A plastic surgery clinic in Turkey has made some rather startling claims which suggest that people who choose to deal with their
hair loss by having a hair transplant might inadvertently cause any lingering migraine problems they have to cease.
Researchers from the SO-EP Aesthetic & Plastic Surgery Clinic in the city of Kayseri, assessed the headaches experienced by six
hair transplant patients in the months following their surgery and found that in all cases their level of suffering dropped from an average 6.6/10 to a zero. Whilst the doctors do not make any conclusive scientific claims on the back of these findings, they wonder if nerve endings were sufficiently altered during surgery to make migraine pain disappear.
Small study group
Alternatively, it could be that this headline-grabbing story is merely one interpretation of the data. Six people in a study group is an astonishingly small number, as most clinical trials involve a far larger group of participants.
Additionally, little is made of the fact that there are multiple reasons that people experience migraines, with key triggers including stress, anxiety, tension and depression. Might it be that the
effects of hair loss on patients' confidence coupled with worrying about their
receding hairline had been the cause of the migraines?
There appear to be other issues with
the findings that need addressing, too: a questionnaire which was sent out to patients asked whether their migraines were professionally diagnosed, but their responses are not readily apparent. Self-diagnosis in studies is often somewhat flawed.
On top of this, the scientists state that "the most striking part of the study was that the number of migraine patients was low compared with the hair plantation population," (we can assume they mean hair transplant population). Of the 150 people that had hair transplant operations during the period of the study, only six had historical problems with migraines. Interpreting this data, the team wrote in their findings that: "In patients who need hair transplantation, the rate of incidence of migraine may be low."
But the doctors may simply have overlooked some basic truths about migraines and hair transplants. According to the
NHS, 'Migraine is a common health condition, affecting around one in every five women and around one in every 15 men'. This means that most migraine sufferers are women, whilst the majority of patients who undergo hair restoration surgery are men. Of the six volunteers who took part in their research, five were men experiencing
male pattern baldness whilst only one was a woman. She was having the operation to combat
alopecia areata - a somewhat unusual step.
Drastic solution
Although there is no cure for migraines, having hair transplant surgery to relieve them seems like a rather drastic solution; the NHS currently advises lying in a darkened room or sleeping during an attack, and notes that many sufferers use over-the-counter painkillers, such as paracetamol, aspirin or ibuprofen. Having one to deal with a
hair loss condition such as male pattern baldness, however, can make more sense in some cases.

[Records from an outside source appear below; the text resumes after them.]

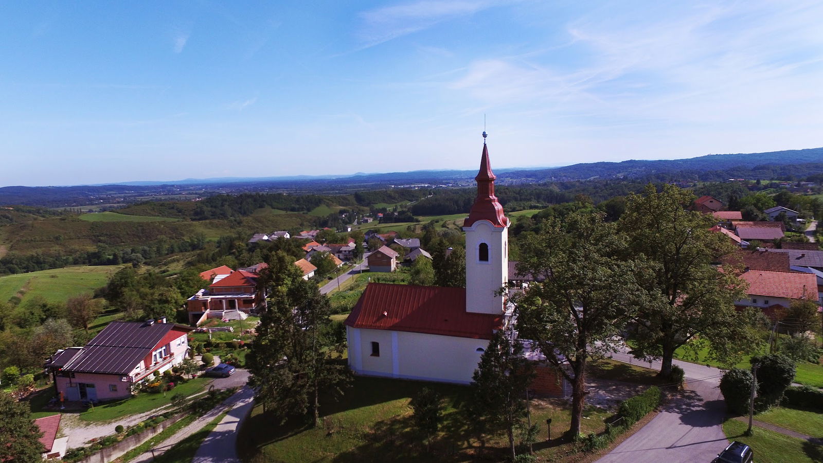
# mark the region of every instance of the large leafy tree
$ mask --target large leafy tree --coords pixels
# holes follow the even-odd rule
[[[45,451],[43,433],[31,419],[29,407],[0,391],[0,461],[39,463]]]
[[[693,198],[677,186],[658,192],[649,185],[629,196],[619,221],[630,255],[647,260],[652,269],[641,282],[648,302],[631,325],[634,352],[661,358],[663,376],[671,374],[674,351],[695,337],[709,341],[714,358],[731,363],[756,342],[749,314],[734,307],[746,295],[740,269],[714,265],[736,246],[709,230],[715,225],[711,215],[686,208]]]
[[[348,380],[331,306],[316,284],[304,280],[290,255],[272,256],[258,284],[268,294],[252,346],[249,370],[257,400],[281,420],[309,410],[319,420],[319,395],[340,393]]]
[[[499,330],[480,358],[470,385],[466,413],[470,422],[486,433],[505,431],[514,461],[514,428],[528,412],[526,388],[534,376],[523,344],[512,333]]]
[[[571,384],[572,437],[580,433],[587,362],[611,351],[642,302],[635,278],[642,266],[623,260],[625,236],[604,215],[588,210],[562,222],[550,218],[521,244],[518,270],[537,281],[515,297],[518,330]]]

Firstly, it is important to understand that
not everybody is suitable for a hair transplant; those with extensive areas of baldness may not have the necessary amount, or quality, of donor hair - the hairs at the back and sides of the head excavated and re-grafted during the procedure - for the operation to be worthwhile.

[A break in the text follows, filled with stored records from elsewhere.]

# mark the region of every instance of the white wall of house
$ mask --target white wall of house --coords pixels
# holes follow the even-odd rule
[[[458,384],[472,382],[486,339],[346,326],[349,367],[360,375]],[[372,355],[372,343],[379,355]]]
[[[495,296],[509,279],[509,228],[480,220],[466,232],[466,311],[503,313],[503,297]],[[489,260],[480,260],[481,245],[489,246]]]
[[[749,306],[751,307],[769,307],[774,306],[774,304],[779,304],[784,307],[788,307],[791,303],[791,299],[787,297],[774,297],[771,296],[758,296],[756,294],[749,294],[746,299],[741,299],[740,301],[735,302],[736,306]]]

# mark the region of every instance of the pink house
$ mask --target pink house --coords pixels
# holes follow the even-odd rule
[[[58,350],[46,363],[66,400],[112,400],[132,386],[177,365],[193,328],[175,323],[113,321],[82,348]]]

This is one of the key reasons it is not usually offered in cases of autoimmune alopecia, which can cause anything from small bald spots to total hair loss from head to toe. Whilst treatments for the most severe forms - Alopecia Totalis and Alopecia Universalis - are still in development,
alopecia areata treatment is already available for suitable over 16s.

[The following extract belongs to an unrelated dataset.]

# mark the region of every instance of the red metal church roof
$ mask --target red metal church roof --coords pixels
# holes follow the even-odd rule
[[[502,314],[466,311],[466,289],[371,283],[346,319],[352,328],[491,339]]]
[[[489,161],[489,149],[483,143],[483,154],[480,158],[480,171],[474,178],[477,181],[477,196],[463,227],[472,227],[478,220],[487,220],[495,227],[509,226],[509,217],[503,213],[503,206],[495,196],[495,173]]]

Non-surgical hair loss treatment
Men under 30 are often advised by surgeons that they are too young to have the operation - though in cases of temporal triangular hair loss from male pattern baldness, a lower mid-twenties age may be considered. They are frequently directed to try stabilising their hair fall, regrowing hair and
preventing baldness moving forward by using clinically-proven pharmaceutical methods.
This is known as
male pattern hair loss treatment, and typically makes use of one or both of the two MHRA licensed and FDA-approved drugs - finasteride 1mg and minoxidil.
The oral tablet,
finasteride 1mg is a DHT blocker, helping to inhibit the production of this hormone which causes hair thinning in cases of genetic hairloss, whilst topical applications of
high strength minoxidil can help to encourage hair regrowth.
Additional
hair growth supporting products can be used alongside these front-line treatments. These include home-use
LLLT devices, such as the LaserComb and LaserBands, and
men's hair supplements designed to encourage the maintenance of normal hair growth.
In cases where the hairloss is so advanced that the follicles are damaged to the point where the scalp takes on the smooth, shiny look associated with baldness, this generally means they are no longer capable of normal hair growth. Surgical restoration may be the best course of action in these instances. This is because non-surgical hair loss treatment requires active follicles capable of producing hair in order to work.
Whilst
hair transplants for women are comparatively rare, they are certainly possible. However, the more generalised areas of thinning hair seen in cases of
female pattern hair loss - the most common cause of shedding in women - provides a larger, less defined affected area, often covering the whole vertex (top of the scalp) and the temples. This would mean needing, not only a lot of good quality donor hair, but also more money, given this already expensive procedure tends to be priced per graft (per hair). For these reasons, amongst others, many women opt to follow a
female pattern hair loss treatment course instead.